Police say a 49-year-old builder has been arrested for the theft of Picasso's Head of a Woman and a second work by Dutch artist Piet Mondrian.
Initially, the raid on the Athens National Gallery in 2012 was blamed on two thieves.
The artworks were stripped from their frames in the early morning heist which took only seven minutes to carry out.
A third work in pen and ink by Italian artist Guglielmo Caccia, from the 16th Century, was also seized but police said the suspect told them it had been damaged and he had flushed it down the toilet.
'Impossible to sell'
Police first revealed that the Picasso painting and Mondrian's 1905 work Stammer Mill with Summer House were recovered late on Monday, and gave further details to reporters the following morning.
A few months ago it had emerged that they still believed the Picasso had not left Greece.
Culture Minister Lina Mendoni told reporters the artwork would have been "impossible to sell or go on display" because it had a personal inscription from the Spanish painter on the back that read, in French, "For the Greek people, a tribute by Picasso."

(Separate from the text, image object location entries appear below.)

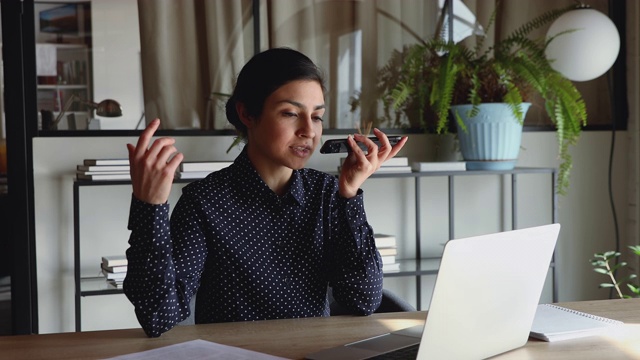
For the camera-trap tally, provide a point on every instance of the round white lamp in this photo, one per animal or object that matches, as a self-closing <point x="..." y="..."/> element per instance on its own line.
<point x="587" y="44"/>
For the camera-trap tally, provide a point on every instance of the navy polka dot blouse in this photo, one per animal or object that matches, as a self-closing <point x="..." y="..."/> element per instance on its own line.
<point x="249" y="253"/>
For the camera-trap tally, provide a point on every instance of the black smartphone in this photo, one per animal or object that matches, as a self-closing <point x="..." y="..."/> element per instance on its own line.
<point x="334" y="146"/>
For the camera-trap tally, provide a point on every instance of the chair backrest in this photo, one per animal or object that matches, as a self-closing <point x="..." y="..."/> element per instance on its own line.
<point x="391" y="302"/>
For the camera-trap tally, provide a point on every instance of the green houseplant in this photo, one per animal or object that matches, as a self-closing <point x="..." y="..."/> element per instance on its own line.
<point x="426" y="79"/>
<point x="606" y="264"/>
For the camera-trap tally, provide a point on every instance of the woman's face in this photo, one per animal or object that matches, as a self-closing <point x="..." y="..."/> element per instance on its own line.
<point x="290" y="126"/>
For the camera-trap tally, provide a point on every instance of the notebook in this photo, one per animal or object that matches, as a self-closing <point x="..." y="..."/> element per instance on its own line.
<point x="485" y="298"/>
<point x="556" y="323"/>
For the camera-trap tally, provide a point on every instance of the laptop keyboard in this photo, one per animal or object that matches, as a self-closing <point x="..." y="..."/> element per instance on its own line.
<point x="409" y="352"/>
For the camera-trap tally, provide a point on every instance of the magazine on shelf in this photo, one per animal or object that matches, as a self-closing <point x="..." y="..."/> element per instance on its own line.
<point x="439" y="166"/>
<point x="85" y="168"/>
<point x="97" y="177"/>
<point x="207" y="166"/>
<point x="110" y="162"/>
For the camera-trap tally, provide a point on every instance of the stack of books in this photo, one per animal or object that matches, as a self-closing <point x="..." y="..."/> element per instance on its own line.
<point x="393" y="165"/>
<point x="388" y="249"/>
<point x="103" y="169"/>
<point x="439" y="166"/>
<point x="199" y="169"/>
<point x="114" y="269"/>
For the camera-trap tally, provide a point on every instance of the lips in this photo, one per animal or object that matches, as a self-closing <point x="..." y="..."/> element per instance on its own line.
<point x="302" y="150"/>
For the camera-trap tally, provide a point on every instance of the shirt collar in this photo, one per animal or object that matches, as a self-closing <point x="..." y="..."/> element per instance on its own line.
<point x="295" y="191"/>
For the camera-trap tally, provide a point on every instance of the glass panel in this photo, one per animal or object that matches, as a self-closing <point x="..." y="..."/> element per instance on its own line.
<point x="86" y="66"/>
<point x="90" y="51"/>
<point x="5" y="249"/>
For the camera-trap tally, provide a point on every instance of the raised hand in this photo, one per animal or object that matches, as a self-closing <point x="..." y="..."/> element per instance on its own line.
<point x="153" y="167"/>
<point x="359" y="166"/>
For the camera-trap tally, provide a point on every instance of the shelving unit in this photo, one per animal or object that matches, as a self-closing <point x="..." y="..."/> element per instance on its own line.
<point x="429" y="266"/>
<point x="418" y="267"/>
<point x="90" y="285"/>
<point x="74" y="75"/>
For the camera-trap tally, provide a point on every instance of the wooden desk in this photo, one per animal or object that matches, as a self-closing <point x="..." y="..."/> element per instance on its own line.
<point x="293" y="338"/>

He had given it to the National Gallery in Athens in honour of Greek resistance to Nazi Germany during World War Two. The Cubist work, painted in 1939, is one of a number of portraits of Picasso's partner Dora Maar.
Months of planning
During the Tuesday press conference, police alleged that the 49-year-old suspect had confessed to the theft and explained how he planned the raid for six months in advance.
Almost every day he would monitor the movements of security guards and other staff, they said, noting the times the guards took cigarette breaks. On 9 January 2012, the suspect set off a false alarm in another part of the building and broke into the ground floor of the museum, police explained.
At the time the police minister condemned security measures as "non-existent", with faulty alarms and some areas of the building not covered by security cameras.
Within minutes, four works had been seized, although a second Mondrian painting was apparently dropped during the escape.
Police said the builder, described as a decorator, had hidden the paintings at his home for years and had no intention of selling them. Recently, however, he had moved them, wrapped in plastic sheets, to a dried up riverbed in Keratea, outside Athens, where they were eventually found in good condition.
The museum's security system has since been upgraded and the Greek government hailed the paintings' recovery as "a major success".
The culture minister said the National Gallery's "greatest wound has been healed" while its director, Marina Lambraki-Plaka, told Greek media that it was like a resurrection.